Banks may cut slack for tornado victims
Large credit card issuers offer relief case-by-case
An outbreak of 30 to 40 tornadoes whipped through the South on the evening of Feb. 5, 2008, killing at least 57 people. Damage in Alabama, Arkansas, Kentucky, Mississippi and Tennessee is estimated to be hundreds of millions of dollars, and many are left without homes and personal belongings. The federal government, banks and credit card issuers are taking steps to make life a little easier for the victims.
Losing everything in a natural disaster makes it difficult to pay off a credit card bill or loan in a timely fashion. The Office of the Comptroller of the Currency on Feb. 7 encouraged national banks to work with customers affected by the tornadoes, much as it did for the victims of the California wildfires in late 2007.
Some of the concessions the OCC is encouraging banks to make for victims include extending terms of loan repayments, restructuring a borrower's debt obligations and easing credit terms for new loans to certain borrowers.
CreditCards.com called the five largest United States credit card issuers and asked what if anything they were doing to offer relief to tornado victims. Four responded; Capital One did not.
Citi has promised to help those in need of assistance. "Citi card customers who were affected by the tornadoes in the Southeast should call the number on the back of their card or (800) 950-5114 if their card is lost," says Samuel Wang, vice president of public affairs for Citigroup Global Consumer Group.
"We are always available to assist Citi customers with a number of options to help meet their specific needs. Because of the scale of this emergency disaster and its diverse impacts on so many people, we believe it is important to respond quickly to our customers' individual situations.
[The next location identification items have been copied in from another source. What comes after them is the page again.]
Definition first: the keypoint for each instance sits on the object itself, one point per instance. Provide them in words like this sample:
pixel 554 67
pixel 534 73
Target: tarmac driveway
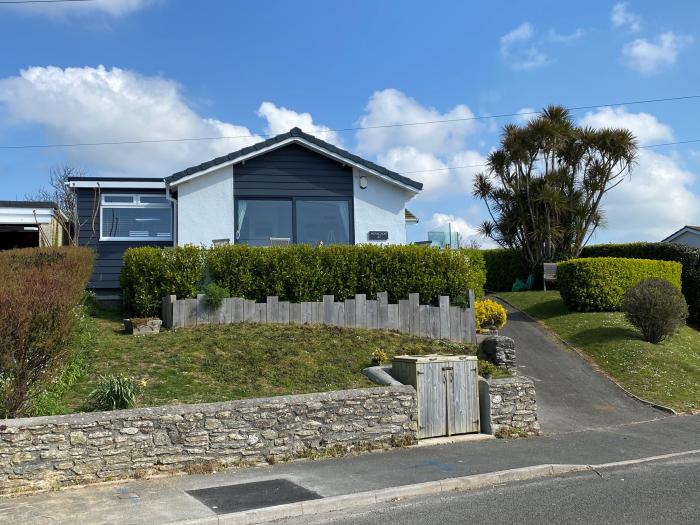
pixel 571 394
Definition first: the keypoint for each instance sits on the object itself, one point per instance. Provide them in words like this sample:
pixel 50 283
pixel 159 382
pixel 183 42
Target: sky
pixel 135 70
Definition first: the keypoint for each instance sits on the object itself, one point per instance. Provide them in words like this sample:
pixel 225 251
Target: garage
pixel 27 224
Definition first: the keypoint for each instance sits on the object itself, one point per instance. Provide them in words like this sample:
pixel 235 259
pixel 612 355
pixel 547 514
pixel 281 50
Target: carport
pixel 26 224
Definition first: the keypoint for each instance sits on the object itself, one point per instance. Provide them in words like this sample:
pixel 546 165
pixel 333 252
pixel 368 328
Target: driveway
pixel 571 394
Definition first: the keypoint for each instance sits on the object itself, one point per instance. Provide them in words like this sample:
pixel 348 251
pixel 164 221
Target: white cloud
pixel 281 120
pixel 648 56
pixel 429 170
pixel 621 17
pixel 114 8
pixel 519 51
pixel 467 164
pixel 565 38
pixel 525 115
pixel 644 126
pixel 98 105
pixel 467 232
pixel 391 106
pixel 658 197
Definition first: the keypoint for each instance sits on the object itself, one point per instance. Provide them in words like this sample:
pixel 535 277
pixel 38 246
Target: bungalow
pixel 688 235
pixel 292 188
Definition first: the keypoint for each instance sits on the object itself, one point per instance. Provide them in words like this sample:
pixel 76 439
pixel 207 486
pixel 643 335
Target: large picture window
pixel 262 221
pixel 136 217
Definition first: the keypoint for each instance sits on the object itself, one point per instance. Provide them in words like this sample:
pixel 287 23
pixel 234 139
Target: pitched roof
pixel 684 229
pixel 28 204
pixel 410 216
pixel 298 133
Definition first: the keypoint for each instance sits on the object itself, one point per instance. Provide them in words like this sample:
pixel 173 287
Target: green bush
pixel 149 273
pixel 503 267
pixel 214 295
pixel 662 251
pixel 304 273
pixel 656 307
pixel 300 273
pixel 114 393
pixel 598 284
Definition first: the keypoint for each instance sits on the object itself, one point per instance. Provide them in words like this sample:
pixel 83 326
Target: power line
pixel 337 130
pixel 483 165
pixel 41 1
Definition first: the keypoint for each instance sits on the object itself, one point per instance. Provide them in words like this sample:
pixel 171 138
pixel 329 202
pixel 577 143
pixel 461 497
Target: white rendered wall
pixel 379 207
pixel 205 208
pixel 689 239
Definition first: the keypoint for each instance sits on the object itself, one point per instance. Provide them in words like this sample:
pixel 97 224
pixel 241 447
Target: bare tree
pixel 64 197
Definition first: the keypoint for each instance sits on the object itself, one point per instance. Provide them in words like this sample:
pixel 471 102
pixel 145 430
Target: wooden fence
pixel 408 316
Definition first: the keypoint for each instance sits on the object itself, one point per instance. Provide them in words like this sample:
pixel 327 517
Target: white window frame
pixel 135 203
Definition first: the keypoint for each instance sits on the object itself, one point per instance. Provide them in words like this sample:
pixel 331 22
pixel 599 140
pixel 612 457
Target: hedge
pixel 299 273
pixel 503 267
pixel 689 257
pixel 149 273
pixel 598 284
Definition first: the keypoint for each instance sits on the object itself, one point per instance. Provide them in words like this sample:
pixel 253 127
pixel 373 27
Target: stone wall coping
pixel 512 380
pixel 205 408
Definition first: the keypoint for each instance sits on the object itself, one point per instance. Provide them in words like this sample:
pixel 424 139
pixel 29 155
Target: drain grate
pixel 256 495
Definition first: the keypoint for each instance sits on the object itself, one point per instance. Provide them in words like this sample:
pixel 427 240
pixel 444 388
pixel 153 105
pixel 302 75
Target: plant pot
pixel 142 326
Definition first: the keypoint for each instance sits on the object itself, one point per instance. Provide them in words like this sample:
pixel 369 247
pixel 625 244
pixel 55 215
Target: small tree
pixel 59 192
pixel 656 307
pixel 544 185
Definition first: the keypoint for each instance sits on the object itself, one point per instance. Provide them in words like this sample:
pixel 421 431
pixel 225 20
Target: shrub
pixel 39 300
pixel 662 251
pixel 379 357
pixel 489 313
pixel 503 267
pixel 301 273
pixel 599 284
pixel 656 307
pixel 214 295
pixel 114 393
pixel 148 274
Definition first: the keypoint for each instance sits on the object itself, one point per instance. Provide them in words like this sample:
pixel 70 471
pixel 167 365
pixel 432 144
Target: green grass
pixel 667 373
pixel 224 362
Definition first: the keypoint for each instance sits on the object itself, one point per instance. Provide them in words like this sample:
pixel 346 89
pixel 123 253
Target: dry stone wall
pixel 49 452
pixel 508 404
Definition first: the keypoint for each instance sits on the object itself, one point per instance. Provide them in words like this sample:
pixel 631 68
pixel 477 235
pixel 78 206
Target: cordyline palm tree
pixel 544 185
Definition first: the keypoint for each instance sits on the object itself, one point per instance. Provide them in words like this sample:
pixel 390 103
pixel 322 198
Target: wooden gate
pixel 447 392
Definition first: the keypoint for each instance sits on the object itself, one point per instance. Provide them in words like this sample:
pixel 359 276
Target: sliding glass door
pixel 302 220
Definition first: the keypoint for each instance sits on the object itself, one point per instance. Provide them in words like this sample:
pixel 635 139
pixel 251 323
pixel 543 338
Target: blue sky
pixel 115 70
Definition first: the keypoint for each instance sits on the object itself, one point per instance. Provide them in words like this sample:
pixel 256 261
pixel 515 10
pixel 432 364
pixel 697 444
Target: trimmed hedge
pixel 503 267
pixel 663 251
pixel 599 284
pixel 150 273
pixel 299 273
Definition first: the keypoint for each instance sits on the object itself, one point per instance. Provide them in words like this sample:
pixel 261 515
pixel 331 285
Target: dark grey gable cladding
pixel 294 132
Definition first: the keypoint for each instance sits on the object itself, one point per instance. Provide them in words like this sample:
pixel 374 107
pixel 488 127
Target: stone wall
pixel 508 405
pixel 50 452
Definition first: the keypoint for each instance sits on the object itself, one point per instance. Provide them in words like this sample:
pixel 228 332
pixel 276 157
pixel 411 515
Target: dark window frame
pixel 294 199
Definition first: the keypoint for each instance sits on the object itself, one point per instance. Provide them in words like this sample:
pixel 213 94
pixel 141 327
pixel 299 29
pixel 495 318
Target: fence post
pixel 414 313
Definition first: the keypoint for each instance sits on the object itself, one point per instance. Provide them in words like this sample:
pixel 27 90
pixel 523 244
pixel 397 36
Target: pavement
pixel 587 420
pixel 664 491
pixel 571 395
pixel 165 500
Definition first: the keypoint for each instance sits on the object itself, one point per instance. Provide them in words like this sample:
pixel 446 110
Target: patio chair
pixel 550 274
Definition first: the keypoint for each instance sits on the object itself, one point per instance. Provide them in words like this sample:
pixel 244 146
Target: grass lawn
pixel 667 373
pixel 224 362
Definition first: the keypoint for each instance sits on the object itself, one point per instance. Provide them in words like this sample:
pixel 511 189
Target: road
pixel 657 492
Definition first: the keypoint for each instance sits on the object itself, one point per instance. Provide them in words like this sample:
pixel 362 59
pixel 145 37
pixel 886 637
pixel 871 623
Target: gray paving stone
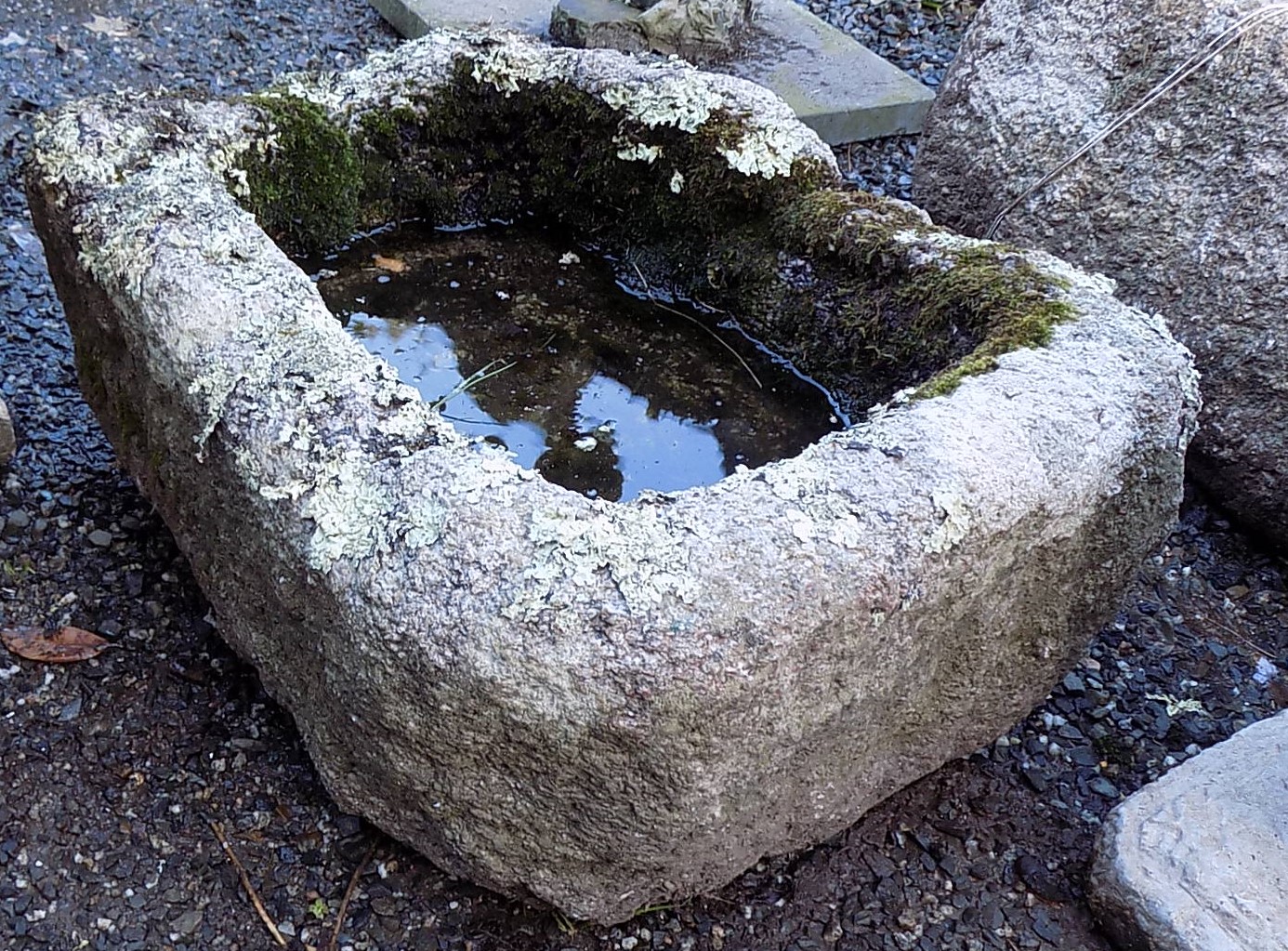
pixel 1198 861
pixel 8 443
pixel 838 87
pixel 414 19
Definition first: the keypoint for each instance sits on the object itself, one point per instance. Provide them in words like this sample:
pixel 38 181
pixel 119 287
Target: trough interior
pixel 805 264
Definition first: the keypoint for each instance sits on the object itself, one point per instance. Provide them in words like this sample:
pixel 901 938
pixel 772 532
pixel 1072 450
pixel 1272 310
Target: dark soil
pixel 112 771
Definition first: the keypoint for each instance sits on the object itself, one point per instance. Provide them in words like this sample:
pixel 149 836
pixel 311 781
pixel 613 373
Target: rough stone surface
pixel 417 17
pixel 591 704
pixel 8 442
pixel 1198 861
pixel 1187 207
pixel 703 31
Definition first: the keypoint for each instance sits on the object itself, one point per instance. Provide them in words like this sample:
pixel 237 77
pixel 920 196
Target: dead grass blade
pixel 217 829
pixel 1178 75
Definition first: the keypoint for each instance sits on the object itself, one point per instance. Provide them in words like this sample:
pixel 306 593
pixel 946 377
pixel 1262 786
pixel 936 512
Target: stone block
pixel 1198 861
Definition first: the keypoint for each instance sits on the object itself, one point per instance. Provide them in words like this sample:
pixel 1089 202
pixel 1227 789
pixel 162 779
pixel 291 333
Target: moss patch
pixel 306 189
pixel 858 291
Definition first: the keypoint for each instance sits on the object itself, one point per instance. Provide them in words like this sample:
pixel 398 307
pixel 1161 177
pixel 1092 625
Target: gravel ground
pixel 112 771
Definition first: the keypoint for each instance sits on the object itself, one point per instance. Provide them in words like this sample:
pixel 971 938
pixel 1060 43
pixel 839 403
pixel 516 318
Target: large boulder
pixel 1198 861
pixel 1187 206
pixel 603 705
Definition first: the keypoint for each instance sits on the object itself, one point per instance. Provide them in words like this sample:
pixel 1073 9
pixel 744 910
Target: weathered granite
pixel 1187 207
pixel 590 704
pixel 838 87
pixel 1198 861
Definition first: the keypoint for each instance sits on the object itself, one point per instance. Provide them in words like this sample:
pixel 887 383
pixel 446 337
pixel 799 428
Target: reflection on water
pixel 599 390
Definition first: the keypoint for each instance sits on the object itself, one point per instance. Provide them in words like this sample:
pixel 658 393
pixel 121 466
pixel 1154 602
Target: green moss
pixel 1003 294
pixel 813 270
pixel 306 190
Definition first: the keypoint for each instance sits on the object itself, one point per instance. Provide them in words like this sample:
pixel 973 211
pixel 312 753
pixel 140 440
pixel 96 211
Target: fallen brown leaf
pixel 110 26
pixel 53 644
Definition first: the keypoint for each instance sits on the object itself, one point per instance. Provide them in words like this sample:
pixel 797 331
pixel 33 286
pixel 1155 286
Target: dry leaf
pixel 53 646
pixel 109 26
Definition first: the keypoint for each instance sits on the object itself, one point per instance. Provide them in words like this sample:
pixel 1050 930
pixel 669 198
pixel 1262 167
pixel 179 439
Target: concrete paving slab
pixel 8 443
pixel 1198 861
pixel 414 19
pixel 838 87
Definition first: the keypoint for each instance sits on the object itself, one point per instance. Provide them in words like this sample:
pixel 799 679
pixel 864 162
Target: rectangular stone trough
pixel 581 703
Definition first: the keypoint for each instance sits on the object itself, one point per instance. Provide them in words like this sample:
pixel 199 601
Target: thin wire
pixel 1178 75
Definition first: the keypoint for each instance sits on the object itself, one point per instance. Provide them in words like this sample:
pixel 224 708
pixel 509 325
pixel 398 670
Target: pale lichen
pixel 633 546
pixel 954 524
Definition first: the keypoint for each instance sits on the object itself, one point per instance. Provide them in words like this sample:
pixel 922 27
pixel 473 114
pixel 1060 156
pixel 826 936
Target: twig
pixel 250 890
pixel 694 320
pixel 348 896
pixel 1191 65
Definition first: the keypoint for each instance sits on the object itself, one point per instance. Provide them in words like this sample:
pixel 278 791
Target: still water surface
pixel 599 390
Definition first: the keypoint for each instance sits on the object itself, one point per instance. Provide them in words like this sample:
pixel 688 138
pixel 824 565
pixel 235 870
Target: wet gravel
pixel 112 771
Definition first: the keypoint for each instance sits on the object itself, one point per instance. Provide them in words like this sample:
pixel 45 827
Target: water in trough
pixel 537 346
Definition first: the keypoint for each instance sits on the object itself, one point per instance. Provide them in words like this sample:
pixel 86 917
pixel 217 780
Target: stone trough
pixel 603 705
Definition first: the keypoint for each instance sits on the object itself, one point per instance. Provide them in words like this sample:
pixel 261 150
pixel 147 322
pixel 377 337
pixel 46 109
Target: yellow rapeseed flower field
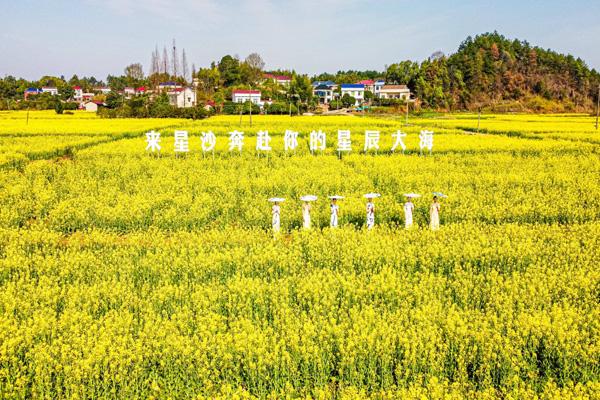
pixel 125 274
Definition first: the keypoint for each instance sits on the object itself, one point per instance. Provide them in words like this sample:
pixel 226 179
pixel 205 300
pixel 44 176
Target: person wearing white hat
pixel 434 214
pixel 409 207
pixel 370 214
pixel 335 209
pixel 306 214
pixel 276 211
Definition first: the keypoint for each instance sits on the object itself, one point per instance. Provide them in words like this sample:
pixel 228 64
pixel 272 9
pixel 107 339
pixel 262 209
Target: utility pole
pixel 597 107
pixel 251 109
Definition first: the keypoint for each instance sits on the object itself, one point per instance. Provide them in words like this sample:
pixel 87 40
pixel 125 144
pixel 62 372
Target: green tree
pixel 347 100
pixel 229 69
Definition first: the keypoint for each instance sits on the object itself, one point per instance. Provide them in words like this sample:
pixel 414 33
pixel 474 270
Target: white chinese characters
pixel 153 141
pixel 317 141
pixel 181 142
pixel 290 140
pixel 209 141
pixel 426 141
pixel 371 140
pixel 263 141
pixel 236 140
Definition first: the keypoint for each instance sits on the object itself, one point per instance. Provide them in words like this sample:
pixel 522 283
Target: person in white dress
pixel 434 214
pixel 335 209
pixel 409 207
pixel 306 214
pixel 276 211
pixel 370 214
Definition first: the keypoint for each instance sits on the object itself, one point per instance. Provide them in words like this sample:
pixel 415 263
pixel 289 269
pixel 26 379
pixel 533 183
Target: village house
pixel 377 87
pixel 280 79
pixel 102 90
pixel 242 96
pixel 324 93
pixel 31 92
pixel 394 92
pixel 169 86
pixel 91 106
pixel 51 90
pixel 369 85
pixel 182 97
pixel 77 93
pixel 355 90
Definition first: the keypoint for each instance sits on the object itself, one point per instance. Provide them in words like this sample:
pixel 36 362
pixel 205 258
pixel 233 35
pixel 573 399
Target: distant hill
pixel 493 72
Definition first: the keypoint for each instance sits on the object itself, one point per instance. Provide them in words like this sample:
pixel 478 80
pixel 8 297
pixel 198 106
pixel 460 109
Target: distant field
pixel 127 275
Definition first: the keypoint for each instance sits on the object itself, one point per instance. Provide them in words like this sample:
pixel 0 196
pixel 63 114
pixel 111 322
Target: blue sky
pixel 100 37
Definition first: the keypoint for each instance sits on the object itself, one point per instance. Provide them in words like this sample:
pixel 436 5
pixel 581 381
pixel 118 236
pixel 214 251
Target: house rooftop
pixel 353 86
pixel 394 87
pixel 241 91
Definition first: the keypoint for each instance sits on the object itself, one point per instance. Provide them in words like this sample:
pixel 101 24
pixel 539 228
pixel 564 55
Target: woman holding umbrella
pixel 371 209
pixel 335 210
pixel 306 207
pixel 276 213
pixel 434 211
pixel 409 207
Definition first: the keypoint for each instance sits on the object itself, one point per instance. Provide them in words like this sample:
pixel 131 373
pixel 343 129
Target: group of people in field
pixel 409 207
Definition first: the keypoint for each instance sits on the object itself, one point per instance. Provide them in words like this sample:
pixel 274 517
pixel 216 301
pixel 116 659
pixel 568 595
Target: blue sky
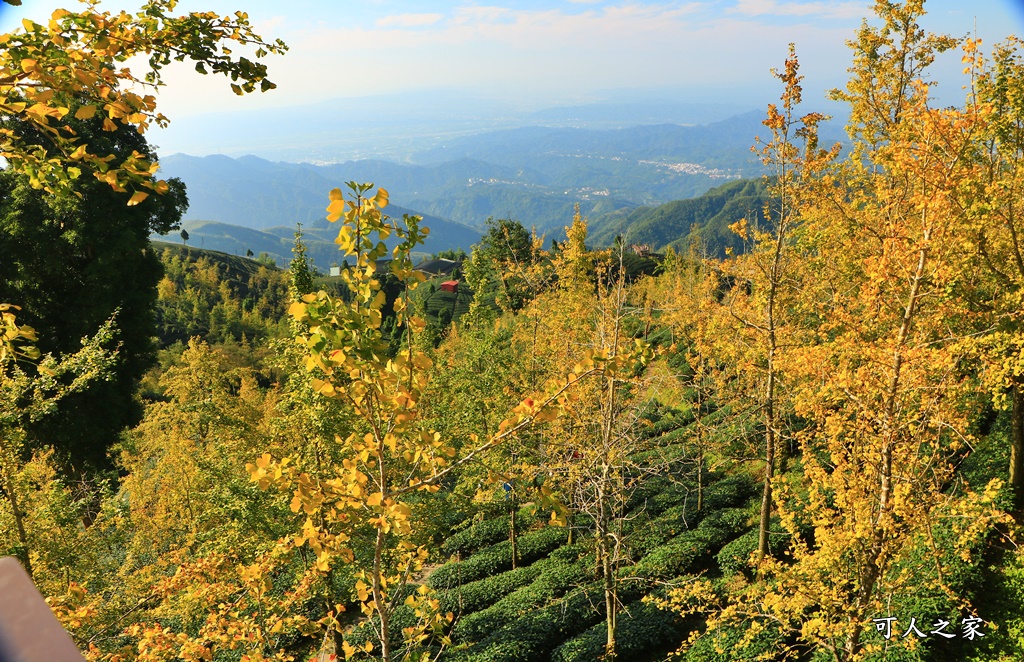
pixel 530 53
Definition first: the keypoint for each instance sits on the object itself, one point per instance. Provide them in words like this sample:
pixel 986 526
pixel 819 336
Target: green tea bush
pixel 555 579
pixel 479 594
pixel 642 627
pixel 497 559
pixel 486 533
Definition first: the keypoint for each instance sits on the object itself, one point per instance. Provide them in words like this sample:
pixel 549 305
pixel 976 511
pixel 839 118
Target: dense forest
pixel 803 440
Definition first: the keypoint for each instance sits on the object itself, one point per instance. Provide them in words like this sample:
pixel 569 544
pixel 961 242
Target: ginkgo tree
pixel 364 510
pixel 76 59
pixel 876 523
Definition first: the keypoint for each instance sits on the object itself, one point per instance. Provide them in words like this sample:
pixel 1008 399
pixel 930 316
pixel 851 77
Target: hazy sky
pixel 531 53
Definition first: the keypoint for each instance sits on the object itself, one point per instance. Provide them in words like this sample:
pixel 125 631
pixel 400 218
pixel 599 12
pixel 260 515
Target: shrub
pixel 498 557
pixel 480 535
pixel 479 594
pixel 554 580
pixel 642 628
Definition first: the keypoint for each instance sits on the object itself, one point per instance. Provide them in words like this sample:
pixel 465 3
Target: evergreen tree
pixel 97 262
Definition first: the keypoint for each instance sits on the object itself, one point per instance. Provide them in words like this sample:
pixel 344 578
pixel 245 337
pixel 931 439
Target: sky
pixel 531 54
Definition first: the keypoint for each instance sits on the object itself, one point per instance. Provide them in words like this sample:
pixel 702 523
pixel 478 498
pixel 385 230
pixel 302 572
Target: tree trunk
pixel 1017 449
pixel 512 538
pixel 23 538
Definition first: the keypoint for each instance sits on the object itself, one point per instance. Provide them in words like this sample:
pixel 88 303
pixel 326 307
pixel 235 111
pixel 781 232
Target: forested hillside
pixel 700 222
pixel 794 432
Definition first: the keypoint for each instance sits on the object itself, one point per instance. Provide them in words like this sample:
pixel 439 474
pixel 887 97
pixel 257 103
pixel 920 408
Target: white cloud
pixel 410 19
pixel 818 9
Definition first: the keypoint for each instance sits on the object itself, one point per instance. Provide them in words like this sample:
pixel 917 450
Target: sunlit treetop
pixel 73 65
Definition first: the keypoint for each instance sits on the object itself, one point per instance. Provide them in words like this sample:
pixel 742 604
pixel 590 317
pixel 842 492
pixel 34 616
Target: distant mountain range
pixel 701 222
pixel 636 181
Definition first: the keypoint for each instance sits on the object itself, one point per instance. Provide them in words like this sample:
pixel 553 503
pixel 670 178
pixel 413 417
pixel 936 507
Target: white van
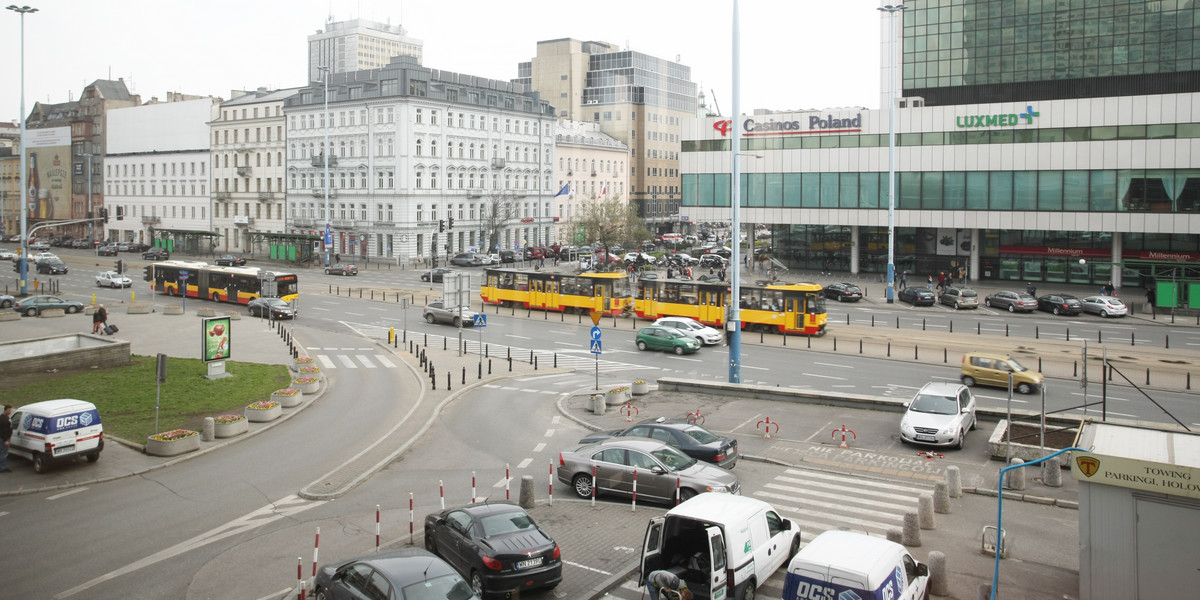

We strongly encourage our customers to reach out to us with any problems, concerns or questions," Wang says.
Chase spokeswoman Meg Stinson says because President Bush had not yet declared the affected region a disaster area, no specific relief efforts have been created for victims. "However, we are happy to work with customers on an individual basis, and we encourage the victims to give us a call and let us help them the best we can," Stinson says. Shortly after she spoke, Bush declared parts of Tennessee a disaster area. Chase customers can call the number on the back of their cards or (800) 432-3117.
American Express is happy to work with tornado victims as well, says Desiree Fish, vice president of public affairs. "We did a number of things for the wildfires, but for the recent tornadoes, we are handling calls into the customer service number and looking at each customer's situation on a case-by-case basis," she says. Customers should call the number on the back of the credit card or (800) 528-4800.
Bank of America
Betty Riess, a Bank of America spokeswoman, says the bank is also working with tornado victims on a case-by-case basis. If customers are unable to track down the phone number on the back of their cards, she says they can call (800) 732-9194.
If you have been affected by the tornadoes but your bank has not yet issued a statement, call the customer service number, which can be found on the back of your card or on their website, to see if it will make exceptions for you. Many banks are willing to help you in extreme circumstances such as this.